Language Models as Classifiers


January 21, 2021

Probabalistic language models can be used directly as a classifier. I’m not sure if this is a good idea; in particular it seems less efficient than building a classifier, but it’s an interesting idea.

A language model can give the probability of a given text under the model. Suppose we have multiple language models each trained on a distinct corpus representing a class (e.g. genre or author, or even sentiment). Then we can calculate the probability conditional on that model and compare them to calculate the class.

Concretely we have language models \(M_1, \ldots, M_k\) each representing a different class, and we want to assign a class to a text T. Then using Bayes’ Rule we have:

\[\mathbb{P}(M_i \vert T) = \frac{\mathbb{P}(T \vert M_i) \mathbb{P}(M_i)}{\sum_{i=1}^{N} \mathbb{P}(T \vert M_i)}\]

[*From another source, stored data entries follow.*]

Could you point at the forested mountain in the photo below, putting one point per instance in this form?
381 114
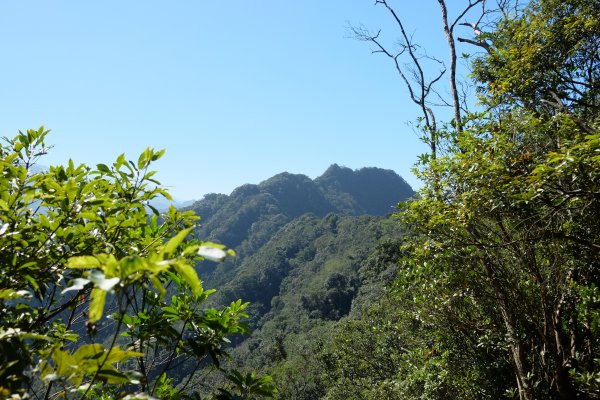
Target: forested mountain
307 257
252 214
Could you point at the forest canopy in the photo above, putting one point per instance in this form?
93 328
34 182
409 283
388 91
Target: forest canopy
497 287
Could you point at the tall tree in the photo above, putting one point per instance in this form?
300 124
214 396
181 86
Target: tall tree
505 221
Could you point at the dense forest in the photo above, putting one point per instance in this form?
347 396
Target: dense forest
483 284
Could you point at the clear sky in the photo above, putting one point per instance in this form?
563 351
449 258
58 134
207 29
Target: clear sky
235 91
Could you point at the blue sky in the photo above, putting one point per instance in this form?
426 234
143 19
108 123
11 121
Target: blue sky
234 91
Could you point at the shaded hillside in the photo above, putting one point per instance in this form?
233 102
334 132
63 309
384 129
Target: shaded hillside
312 273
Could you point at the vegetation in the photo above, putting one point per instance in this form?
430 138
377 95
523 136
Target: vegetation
484 285
500 288
98 299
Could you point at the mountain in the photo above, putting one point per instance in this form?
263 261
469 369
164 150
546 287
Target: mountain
253 213
304 254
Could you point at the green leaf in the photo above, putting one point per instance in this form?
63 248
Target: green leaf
83 262
98 298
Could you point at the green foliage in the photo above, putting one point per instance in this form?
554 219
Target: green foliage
504 245
98 298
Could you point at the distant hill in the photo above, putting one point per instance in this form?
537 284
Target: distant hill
251 210
304 253
253 213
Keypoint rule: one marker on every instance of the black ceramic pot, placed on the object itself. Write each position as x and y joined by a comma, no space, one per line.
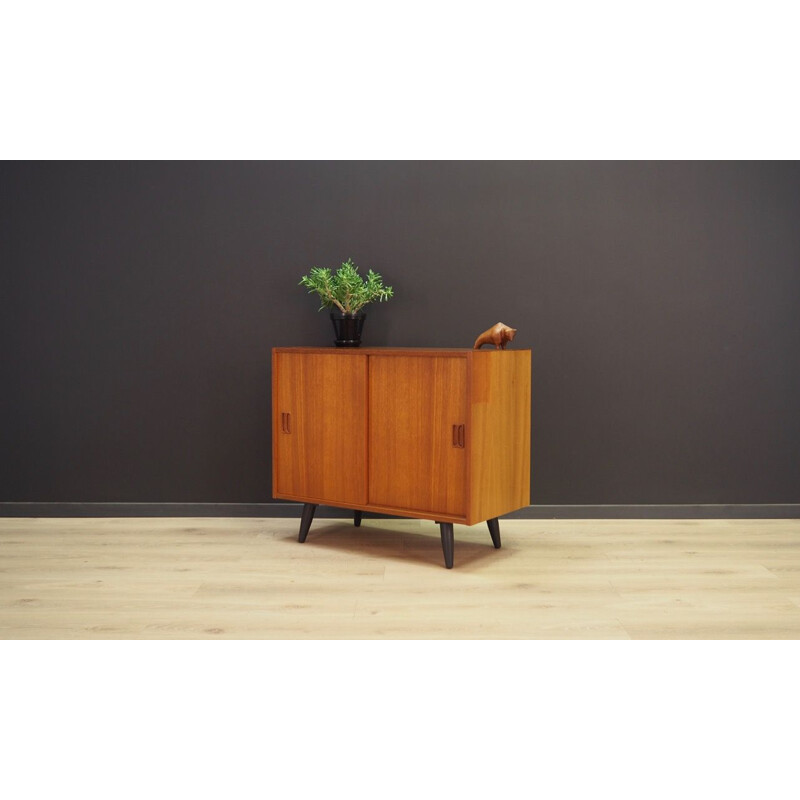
348,328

So to calculate the class we find the model that maximised the probability of the text under that language model multiplied by the probability of that model being appropriate. Assuming that the classes in the training corpora are representative of the data at inference time this would just be the fraction of all data in that class.

In many ways for an N-gram language model this seems similar to naive Bayes, but requires more effort to calculate and I don’t believe it would give better results. But it’s something worth considering.